A Collection of Systematic Reviews in Computer Science
New open-source corpus with 104,316 references exposes limitations of naive LLM-generated Boolean queries.
A team of researchers led by Pierre Achkar and Martin Potthast has released SR4CS, a major new dataset designed to advance AI automation in academic literature review. The collection comprises 1,212 systematic reviews from computer science, complete with 104,316 resolved references and the original expert-designed Boolean search queries used to find them. This addresses a critical gap: while systematic reviews are the gold standard for synthesizing evidence, creating them requires immense manual effort, and evaluation resources have been largely confined to biomedical domains, limiting reproducible AI research elsewhere.
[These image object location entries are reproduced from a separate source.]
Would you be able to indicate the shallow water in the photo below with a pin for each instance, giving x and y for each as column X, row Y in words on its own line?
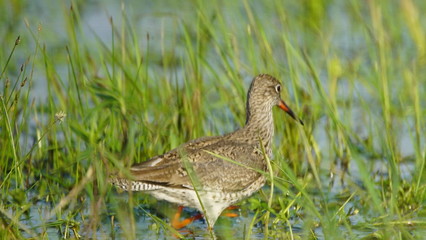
column 160, row 23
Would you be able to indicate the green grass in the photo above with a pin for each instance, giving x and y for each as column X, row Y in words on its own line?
column 168, row 72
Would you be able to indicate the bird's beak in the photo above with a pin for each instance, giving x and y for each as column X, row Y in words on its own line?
column 284, row 107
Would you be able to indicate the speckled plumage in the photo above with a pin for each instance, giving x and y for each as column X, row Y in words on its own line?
column 219, row 182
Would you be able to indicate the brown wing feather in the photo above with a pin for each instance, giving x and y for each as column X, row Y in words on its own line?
column 210, row 171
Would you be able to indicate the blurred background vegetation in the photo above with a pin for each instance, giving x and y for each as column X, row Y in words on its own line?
column 90, row 87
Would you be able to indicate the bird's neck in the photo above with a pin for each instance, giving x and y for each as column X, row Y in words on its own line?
column 260, row 124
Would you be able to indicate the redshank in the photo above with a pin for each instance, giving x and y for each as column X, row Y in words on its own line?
column 199, row 174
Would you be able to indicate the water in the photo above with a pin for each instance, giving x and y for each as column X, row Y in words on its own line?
column 162, row 23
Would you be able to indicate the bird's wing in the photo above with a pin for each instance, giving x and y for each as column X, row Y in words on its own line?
column 210, row 171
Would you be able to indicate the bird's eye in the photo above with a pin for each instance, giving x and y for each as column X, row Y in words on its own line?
column 278, row 88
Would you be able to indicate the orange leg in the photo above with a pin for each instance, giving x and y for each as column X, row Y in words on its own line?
column 177, row 224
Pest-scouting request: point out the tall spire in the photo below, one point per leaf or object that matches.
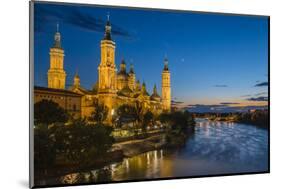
(131, 69)
(166, 64)
(57, 38)
(107, 34)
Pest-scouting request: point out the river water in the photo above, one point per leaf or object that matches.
(215, 148)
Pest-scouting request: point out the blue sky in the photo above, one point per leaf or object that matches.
(213, 58)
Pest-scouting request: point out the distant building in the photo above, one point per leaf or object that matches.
(68, 100)
(114, 87)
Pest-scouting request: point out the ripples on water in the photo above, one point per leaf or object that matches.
(215, 148)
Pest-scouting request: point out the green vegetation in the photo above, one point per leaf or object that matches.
(47, 112)
(78, 143)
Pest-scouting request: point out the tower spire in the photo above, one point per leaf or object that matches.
(107, 34)
(108, 15)
(57, 38)
(166, 63)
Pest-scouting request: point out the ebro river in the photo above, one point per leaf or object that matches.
(215, 148)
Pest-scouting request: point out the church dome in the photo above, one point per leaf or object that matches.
(126, 91)
(155, 95)
(122, 70)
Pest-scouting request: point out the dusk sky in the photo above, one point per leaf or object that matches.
(215, 60)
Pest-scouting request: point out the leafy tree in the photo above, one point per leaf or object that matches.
(81, 142)
(47, 112)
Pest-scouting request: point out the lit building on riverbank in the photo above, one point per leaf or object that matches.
(114, 87)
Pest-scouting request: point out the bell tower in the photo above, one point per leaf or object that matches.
(107, 68)
(166, 87)
(56, 73)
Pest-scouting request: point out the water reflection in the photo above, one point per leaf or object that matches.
(215, 148)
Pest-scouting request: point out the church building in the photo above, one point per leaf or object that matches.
(114, 87)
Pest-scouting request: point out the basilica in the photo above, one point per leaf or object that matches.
(114, 87)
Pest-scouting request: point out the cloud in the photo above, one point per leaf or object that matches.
(220, 86)
(71, 15)
(229, 103)
(262, 84)
(261, 98)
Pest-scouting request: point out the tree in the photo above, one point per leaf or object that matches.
(47, 112)
(100, 112)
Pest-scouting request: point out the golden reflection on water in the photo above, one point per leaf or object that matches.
(148, 165)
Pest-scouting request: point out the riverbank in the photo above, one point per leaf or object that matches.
(135, 147)
(117, 153)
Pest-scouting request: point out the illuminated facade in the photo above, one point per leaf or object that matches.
(56, 73)
(114, 87)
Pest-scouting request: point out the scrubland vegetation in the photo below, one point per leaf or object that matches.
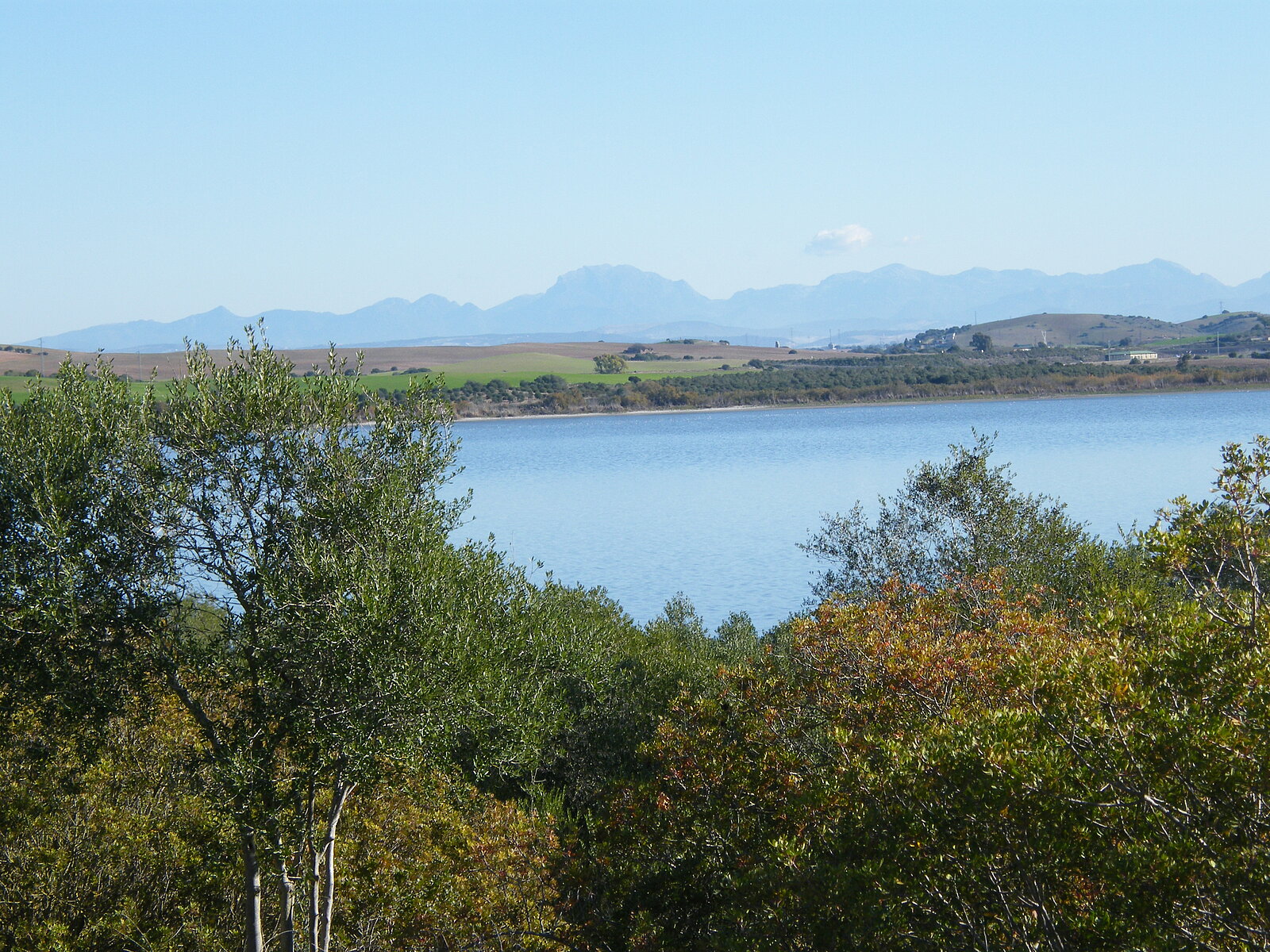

SR4CS is structured to support controlled experimentation on three key automation tasks: Boolean query generation, document retrieval, and paper screening. To enable fair comparisons, the researchers also provide normalized versions of the expert queries. In baseline experiments, they compared these expert queries against queries generated by zero-shot LLMs, BM25 keyword search, and modern dense retrieval methods. The results reveal systematic differences in precision, recall, and ranking behavior, exposing clear limitations in naive LLM-generated Boolean queries compared to human expert strategies.
The dataset, released under an open license on Zenodo with full documentation and code, provides a standardized benchmark for the research community. It moves the field beyond anecdotal testing and allows for reproducible evaluation of how different AI paradigms perform on the complex, multi-step task of literature review automation. This is a foundational step toward developing more reliable AI assistants that can help researchers scale evidence synthesis across scientific disciplines.
- Contains 1,212 systematic reviews with 104,316 references and original expert Boolean queries.
- Baseline tests expose precision/recall trade-offs between expert queries, LLM-generated queries, and dense retrieval.
- Released as an open-source benchmark to enable reproducible AI research on automating literature reviews.
Why It Matters
Provides a standardized testbed to build and evaluate AI tools that can drastically reduce the time required for comprehensive literature reviews.